ChatGPTメモリはほかのユーザーと共有できますか?

いいえ、共有できません

メモリは各ユーザーのアカウントに紐付けられたプライベートな情報です。同じChatGPT Teamワークスペースに所属していても、ほかのメンバーとメモリを共有することは不可能です。

共有したい情報は、テキストとしてコピー&ペーストして伝える必要があります。

まとめ

本記事では、ChatGPTのメモリ機能について解説しました。最後に、記事の内容をおさらいしておきましょう。

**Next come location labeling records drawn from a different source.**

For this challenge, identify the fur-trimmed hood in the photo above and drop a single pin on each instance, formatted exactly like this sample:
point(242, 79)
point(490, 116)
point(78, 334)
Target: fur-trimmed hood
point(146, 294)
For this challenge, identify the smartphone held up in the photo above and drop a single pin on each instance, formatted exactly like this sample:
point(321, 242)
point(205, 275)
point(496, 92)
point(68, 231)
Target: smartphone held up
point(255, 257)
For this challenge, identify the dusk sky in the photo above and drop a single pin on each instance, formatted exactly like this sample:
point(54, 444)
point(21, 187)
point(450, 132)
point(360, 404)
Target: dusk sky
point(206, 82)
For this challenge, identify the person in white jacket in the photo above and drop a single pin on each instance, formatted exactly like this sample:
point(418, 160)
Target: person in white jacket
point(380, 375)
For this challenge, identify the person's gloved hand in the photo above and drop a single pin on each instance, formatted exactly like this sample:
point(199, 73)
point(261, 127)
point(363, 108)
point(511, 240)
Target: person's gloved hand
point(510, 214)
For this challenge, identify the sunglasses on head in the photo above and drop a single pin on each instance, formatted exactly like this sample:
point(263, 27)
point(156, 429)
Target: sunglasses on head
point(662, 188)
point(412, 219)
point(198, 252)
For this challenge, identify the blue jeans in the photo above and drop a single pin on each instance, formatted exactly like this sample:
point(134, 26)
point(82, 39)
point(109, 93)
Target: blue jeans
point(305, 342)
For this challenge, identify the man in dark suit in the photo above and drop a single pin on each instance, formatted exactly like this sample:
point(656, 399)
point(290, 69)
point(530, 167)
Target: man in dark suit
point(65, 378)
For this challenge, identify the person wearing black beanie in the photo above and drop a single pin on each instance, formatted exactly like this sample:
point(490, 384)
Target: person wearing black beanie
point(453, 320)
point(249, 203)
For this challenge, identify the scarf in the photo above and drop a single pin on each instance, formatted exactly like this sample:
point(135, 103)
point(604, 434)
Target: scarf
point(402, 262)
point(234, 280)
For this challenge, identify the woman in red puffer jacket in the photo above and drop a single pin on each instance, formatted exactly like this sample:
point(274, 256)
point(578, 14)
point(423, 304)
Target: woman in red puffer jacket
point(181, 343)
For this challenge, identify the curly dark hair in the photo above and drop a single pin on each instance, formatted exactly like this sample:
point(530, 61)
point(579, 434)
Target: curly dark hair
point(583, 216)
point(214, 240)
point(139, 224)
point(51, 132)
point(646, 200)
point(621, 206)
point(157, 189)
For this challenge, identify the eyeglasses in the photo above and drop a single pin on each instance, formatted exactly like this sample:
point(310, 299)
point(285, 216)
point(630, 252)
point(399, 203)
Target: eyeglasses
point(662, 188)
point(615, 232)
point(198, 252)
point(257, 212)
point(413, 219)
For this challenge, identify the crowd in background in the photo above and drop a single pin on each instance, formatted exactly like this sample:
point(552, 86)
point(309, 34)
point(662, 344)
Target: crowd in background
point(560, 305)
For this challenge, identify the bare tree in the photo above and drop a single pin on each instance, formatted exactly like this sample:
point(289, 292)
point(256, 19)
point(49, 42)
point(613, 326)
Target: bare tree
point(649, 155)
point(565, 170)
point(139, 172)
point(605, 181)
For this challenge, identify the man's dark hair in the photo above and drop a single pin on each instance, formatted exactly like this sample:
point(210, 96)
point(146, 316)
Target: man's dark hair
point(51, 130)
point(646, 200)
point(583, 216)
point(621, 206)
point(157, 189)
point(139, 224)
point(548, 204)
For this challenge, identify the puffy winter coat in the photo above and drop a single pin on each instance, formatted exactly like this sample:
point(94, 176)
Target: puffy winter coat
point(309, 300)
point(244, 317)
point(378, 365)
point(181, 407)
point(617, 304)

  • メモリ機能によりChatGPTはユーザーの情報を記憶しパーソナライズされた応答が可能になる
  • 会話を通じて自動的に学習するため使うほどに賢くなっていく
  • 設定画面や会話からメモリの確認・削除・管理が簡単に行える
  • 有料プランではメモリ容量と参照機能が大幅に拡大される
  • プライバシーをコントロール可能でいつでも機能をオフにする選択肢がある

ChatGPTのメモリ機能は、AIアシスタントとの対話を根本的に変える革新的な機能です。ぜひあなた自身や仕事に関する情報をChatGPTに伝えて、より効率的で快適な対話体験を実現してみてください。